What does the tagline mean?
Sguastevi, CC BY-SA 3.0, via Wikimedia Commons

What does the tagline mean?

Just Music on Untempered Trumpets

No. The tagline is not merely saying the site is focused on music. It doesn’t mean trumpets are always blaring, or are rude. It is a bit of a play on words and involves some music theory.

A “Just” scale is one that exactly follows the natural harmonic series. An octave has a frequency double that of the fundamental note. The location of other notes is based on the physics of a vibrating string or air column. These other notes occur at precise ratios of integer numbers (for example, 5/4 or 3/2). Bugles, and other valve-less horns, produce their notes using the harmonic series. The only notes they can produce must follow these physics and are on a “just” scale (ignoring pitch-bending by the player). Bugle music is “just” music.

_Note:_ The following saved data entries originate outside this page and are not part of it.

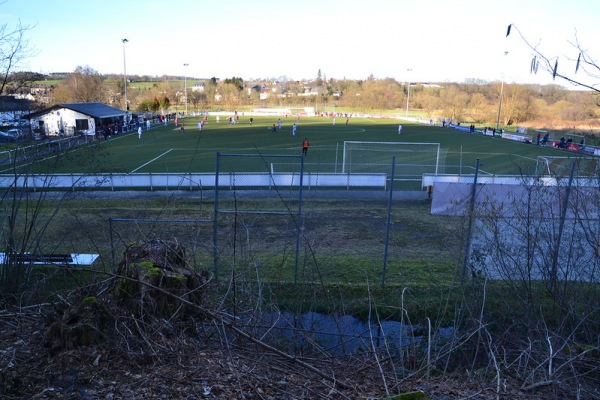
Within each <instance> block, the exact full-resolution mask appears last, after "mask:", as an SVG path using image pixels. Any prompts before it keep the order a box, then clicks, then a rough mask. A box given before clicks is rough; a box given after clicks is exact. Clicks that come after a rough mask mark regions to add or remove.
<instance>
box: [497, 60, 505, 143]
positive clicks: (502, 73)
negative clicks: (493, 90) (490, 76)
mask: <svg viewBox="0 0 600 400" xmlns="http://www.w3.org/2000/svg"><path fill="white" fill-rule="evenodd" d="M507 54H508V51H505V52H504V56H506V55H507ZM503 96H504V66H503V67H502V80H501V83H500V102H499V103H498V118H497V119H496V132H498V130H499V128H500V111H501V110H502V97H503Z"/></svg>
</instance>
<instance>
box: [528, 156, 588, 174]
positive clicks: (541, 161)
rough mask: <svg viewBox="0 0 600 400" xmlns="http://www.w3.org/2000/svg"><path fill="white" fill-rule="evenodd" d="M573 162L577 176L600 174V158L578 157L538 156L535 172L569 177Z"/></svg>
mask: <svg viewBox="0 0 600 400" xmlns="http://www.w3.org/2000/svg"><path fill="white" fill-rule="evenodd" d="M573 162H575V174H576V175H577V176H596V175H597V174H598V173H599V172H600V159H599V158H598V157H577V156H571V157H566V156H538V157H537V162H536V171H535V172H536V174H537V175H549V176H568V175H569V174H570V171H571V168H572V165H573Z"/></svg>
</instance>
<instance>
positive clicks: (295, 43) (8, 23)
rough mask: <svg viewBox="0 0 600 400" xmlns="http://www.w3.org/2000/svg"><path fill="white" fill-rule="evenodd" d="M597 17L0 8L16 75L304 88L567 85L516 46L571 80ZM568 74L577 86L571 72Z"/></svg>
mask: <svg viewBox="0 0 600 400" xmlns="http://www.w3.org/2000/svg"><path fill="white" fill-rule="evenodd" d="M599 16H600V1H598V0H570V1H567V0H453V1H449V0H368V1H365V0H303V1H300V0H277V1H275V0H253V1H249V0H220V1H214V0H170V1H169V0H160V1H159V0H143V1H139V0H127V1H124V0H96V1H91V0H51V1H49V0H3V2H0V24H2V25H7V26H14V25H15V24H17V23H19V21H20V23H21V24H23V25H29V26H31V29H30V30H29V31H28V32H27V33H26V38H27V40H28V42H29V45H30V47H31V48H33V49H34V54H33V55H32V56H31V57H28V58H27V59H26V60H25V61H24V62H23V63H22V64H21V65H20V66H19V69H20V70H24V71H34V72H41V73H50V72H72V71H74V70H75V68H77V67H78V66H87V67H91V68H92V69H94V70H96V71H98V72H99V73H101V74H109V73H115V74H124V73H125V71H126V73H127V75H150V76H162V75H165V74H166V75H178V76H186V77H190V78H191V79H193V78H198V79H202V78H211V77H217V78H221V79H224V78H231V77H241V78H242V79H243V80H245V81H248V80H253V79H275V78H277V79H282V78H283V79H289V80H306V79H314V78H316V77H317V75H318V72H319V70H320V71H321V75H322V77H324V78H335V79H355V80H361V79H366V78H367V77H369V76H370V75H373V76H374V77H375V78H377V79H383V78H394V79H396V80H397V81H399V82H404V81H411V82H465V81H467V80H473V79H475V80H483V81H487V82H492V81H500V80H504V81H505V82H508V83H512V82H514V83H538V84H547V83H557V84H560V85H562V86H566V87H568V86H569V85H568V84H567V83H566V82H564V81H560V80H556V81H554V82H553V81H552V77H551V75H550V74H548V73H545V72H543V71H542V70H541V69H540V70H539V71H538V73H537V74H532V73H531V72H530V66H531V60H532V58H533V52H532V50H531V49H530V47H528V45H527V43H530V44H531V45H533V46H536V47H537V48H538V49H539V50H540V51H541V52H542V53H543V54H544V55H546V56H547V57H548V58H551V59H552V60H554V59H555V58H558V60H559V72H563V73H565V74H569V75H572V74H573V73H574V71H575V59H576V58H577V55H578V52H577V51H576V50H575V48H574V47H573V44H572V43H573V42H575V41H576V40H577V41H578V42H579V43H580V44H581V46H582V47H583V48H585V49H586V50H587V51H588V52H589V53H590V55H592V56H594V51H595V50H598V49H594V48H593V47H590V46H593V45H594V44H596V43H595V39H597V38H598V37H600V23H598V21H597V18H598V17H599ZM509 24H513V27H514V28H513V29H512V30H511V34H510V35H509V36H508V37H506V31H507V27H508V25H509ZM519 33H520V34H521V35H522V37H521V35H519ZM523 38H524V39H523ZM122 39H127V40H128V41H127V43H125V44H123V42H122ZM186 64H187V66H186ZM576 77H577V78H579V79H581V80H585V79H587V77H585V76H584V75H582V74H581V71H580V72H579V73H578V75H577V76H576ZM586 83H587V82H586ZM593 83H595V82H593Z"/></svg>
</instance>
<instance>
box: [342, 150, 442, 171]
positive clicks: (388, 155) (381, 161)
mask: <svg viewBox="0 0 600 400" xmlns="http://www.w3.org/2000/svg"><path fill="white" fill-rule="evenodd" d="M393 157H396V168H395V173H394V175H395V176H396V179H398V180H421V178H422V176H423V174H425V173H429V174H440V173H444V164H445V151H442V150H441V149H440V144H439V143H411V142H362V141H345V142H344V151H343V158H342V172H344V173H353V172H354V173H381V172H384V173H389V172H390V170H391V167H392V159H393Z"/></svg>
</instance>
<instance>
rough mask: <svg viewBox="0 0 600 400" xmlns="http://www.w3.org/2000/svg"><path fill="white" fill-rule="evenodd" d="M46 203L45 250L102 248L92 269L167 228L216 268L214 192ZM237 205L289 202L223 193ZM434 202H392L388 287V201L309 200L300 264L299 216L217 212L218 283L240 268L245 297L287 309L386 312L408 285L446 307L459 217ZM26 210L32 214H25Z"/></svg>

However, there is a problem with the just scale. If you change keys, the notes are different place and are no longer the same. Let us start in the key of A with A=440 Hz. The octave would be 880 Hz. If I go up a fifth to E, it would be at 3/2 or 660 Hz. Let us say I have another instrument in E, that is tuned to 330 Hz with an octave at that same 660 Hz. If I used that second instrument to play a C# (a major sixth) it would need a ratio of 27/16 (based on physics-based, harmonic tuning) which is 556.9 Hz. The first instrument, the one in A, would need to go up a major third, or 5/4. This would be 550 Hz for a C#. Those two instruments are off by more than 1% which is enough to hear them as out of tune. This is the problem with the just scale. It only works in one key. This is fine for valve-less brass when all instruments are in the same key, or for singers who can easily adjust pitch by ear. It is nearly impossible for something like a piano to deal with and can be a major issue for instruments that need holes drilled in precise places to create desired pitches..

You may be familiar with Bach’s The Well-Tempered Clavier. Clavier is an early keyboard instrument. A kind of proto-piano. “Well-Tempered” is not an attempt to anthropomorphize the instrument. “Tempering” a scale is how you deal with the issue discussed above. Instead of having several frequencies for the “same” note, depending on what key you started in, you can move them around slightly. Find a middle ground between the different versions that is close enough to still be pleasing in either (or any) key. There are a number of different systems for tempering the scale. Some work well for several keys, but not all. A few are “well-tempered” and can work in al 12 keys. A “well-tempered” scale is one that can change keys and still retain similar spacing of intervals. Our current standard is the “Equal Tempered” scale, but there are others. Search youtube and you will find some fascinating examples of how different systems of tempering can create some different sounds.

A valve-less trumpet or bugle is inherently NOT tempered. It plays the harmonic series and inherently “just”.